Tuesday, November 23, 2010
Supply and Demand
Are Dating economics like Voodoo economics?
I've been thinking about my last post & the article that I reprinted. It makes a lot of sense regarding the concept of economics & love. It is a valid idea--particularly as a 40 year old single/divorced woman. Lori Gottlieb has talked about it--it's not settling but it is looking for the diamonds in the rough perhaps. What I mean here is that as single women age there is an increased supply but lower demand. And as men age, the supply is lower because by their 40's "normal" men are either married, in a relationship, or players (read: jaded, cheater, the Bull, etc.).

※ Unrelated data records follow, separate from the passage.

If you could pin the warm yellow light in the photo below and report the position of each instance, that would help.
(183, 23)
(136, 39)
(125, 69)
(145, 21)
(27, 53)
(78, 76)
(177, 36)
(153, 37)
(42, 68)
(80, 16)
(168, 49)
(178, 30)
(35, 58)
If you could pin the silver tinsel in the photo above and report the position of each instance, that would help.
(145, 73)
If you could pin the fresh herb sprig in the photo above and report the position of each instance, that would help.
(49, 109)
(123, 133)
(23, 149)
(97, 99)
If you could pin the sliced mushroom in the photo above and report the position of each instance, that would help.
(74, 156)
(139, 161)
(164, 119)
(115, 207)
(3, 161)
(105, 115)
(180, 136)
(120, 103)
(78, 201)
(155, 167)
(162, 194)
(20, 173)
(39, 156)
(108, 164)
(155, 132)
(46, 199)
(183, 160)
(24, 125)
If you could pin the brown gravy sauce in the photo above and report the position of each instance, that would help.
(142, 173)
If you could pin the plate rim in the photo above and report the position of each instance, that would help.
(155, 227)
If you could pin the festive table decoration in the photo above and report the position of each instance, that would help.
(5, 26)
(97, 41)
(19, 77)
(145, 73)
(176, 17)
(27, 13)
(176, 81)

Or there's something wrong with them. I also think that men do not like being single & seek to rectify that situation quickly if they find themselves that way, so catch 'em while you can or miss the opportunity. Women stay single longer, either after divorce or having never been married. I may piss off a lot of folks, & I certainly have little to back up my theories other than what I observe around me & the things I've been reading, but it is a hell of a lot tougher to be single & 40 plus. Even the idea of cougars--a lot of times portrayed as the desperate, predatory 50 plus woman...sucks. And what this sometimes translates as, similarly to college full of women & less men, is men behaving badly & being allowed to act that way--because otherwise you don't have a boyfriend. Yeah, kinda depressing, but reality can sometimes suck. I can reflect a bit on my own experiences as well: on-line dating did have a great supply but as my history has shown, many of the supply were kind of marginal. There were definitely some rough diamonds--Amsterdam, e.g., but overall it was very difficult. And, yeah, the playa, too. But, I think, trying not to be a total Debbie Downer, that if one keeps at it, and keeps the options open--my biggest advice has been to go do what you love--in my case, sailing. Even if you don't meet someone, you're engaged in the day--your hobby. And in my case, I met a very special person--it didn't happen all at once, but it did happen--and so far, so good & gets better everyday. And now that I am in a wonderful, committed relationship, I have been getting a lot of questions from some of my 40-plus single girlfriends--they usually ask if it will happen to them. My response is and will be that yes, absolutely--even if the demand is lower--hope trumps all--never give up--I am proof of that.